Thunder Road was Vermont’s only paved stock car track-a quarter-mile oval placed in a bowl on the side of a mountain with an incredible view-and a magnet to locals born to the car culture. My brother Leo had driven there years ago, with me cheering him on from the pits.

“Boy,” I said, “there’s a name from the past. I used to go up there all the time. Were you working with a crew?”

The first signs of life stirred as his eyes lit up. “Yeah. I drove, too-street stocks.”

“No shit? That’s great. Who’d you work for?”

“Danny Mullen. He was into late models, but he had a street stock he let us run-a Toyota pickup. Wasn’t much to look at, but moved like a raped ape.”

I fought to contain my own excitement and not let him see the importance of what he’d just said. “That’s great. They’re on today, aren’t they? Every Thursday? Wonder if Danny’s still involved.”

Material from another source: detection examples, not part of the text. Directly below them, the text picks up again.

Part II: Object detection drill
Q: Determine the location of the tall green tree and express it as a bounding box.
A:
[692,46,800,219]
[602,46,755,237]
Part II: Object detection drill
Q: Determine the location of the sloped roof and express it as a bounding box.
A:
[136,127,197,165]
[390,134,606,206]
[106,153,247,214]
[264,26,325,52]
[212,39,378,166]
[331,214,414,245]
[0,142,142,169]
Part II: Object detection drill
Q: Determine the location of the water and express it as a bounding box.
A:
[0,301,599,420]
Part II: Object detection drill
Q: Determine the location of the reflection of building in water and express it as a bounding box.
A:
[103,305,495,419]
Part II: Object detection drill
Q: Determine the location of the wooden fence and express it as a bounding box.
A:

Richie West was by now almost totally relaxed. “You kidding? He’s like addicted to it. He’d have to be dead to miss a race.”

I got up, leaned over, and shook his hand, more grateful then he realized. “Maybe you can join him back up there before too long. I want to thank you for being straight with us, Rich. Try to keep your nose clean.”

Sammie Martens was prodded out of her silence as we walked down the hall, heading back toward the parking lot. “Danny Mullen-that any relation to the speaker of the House?”

I gave her a broad smile. “His brother.”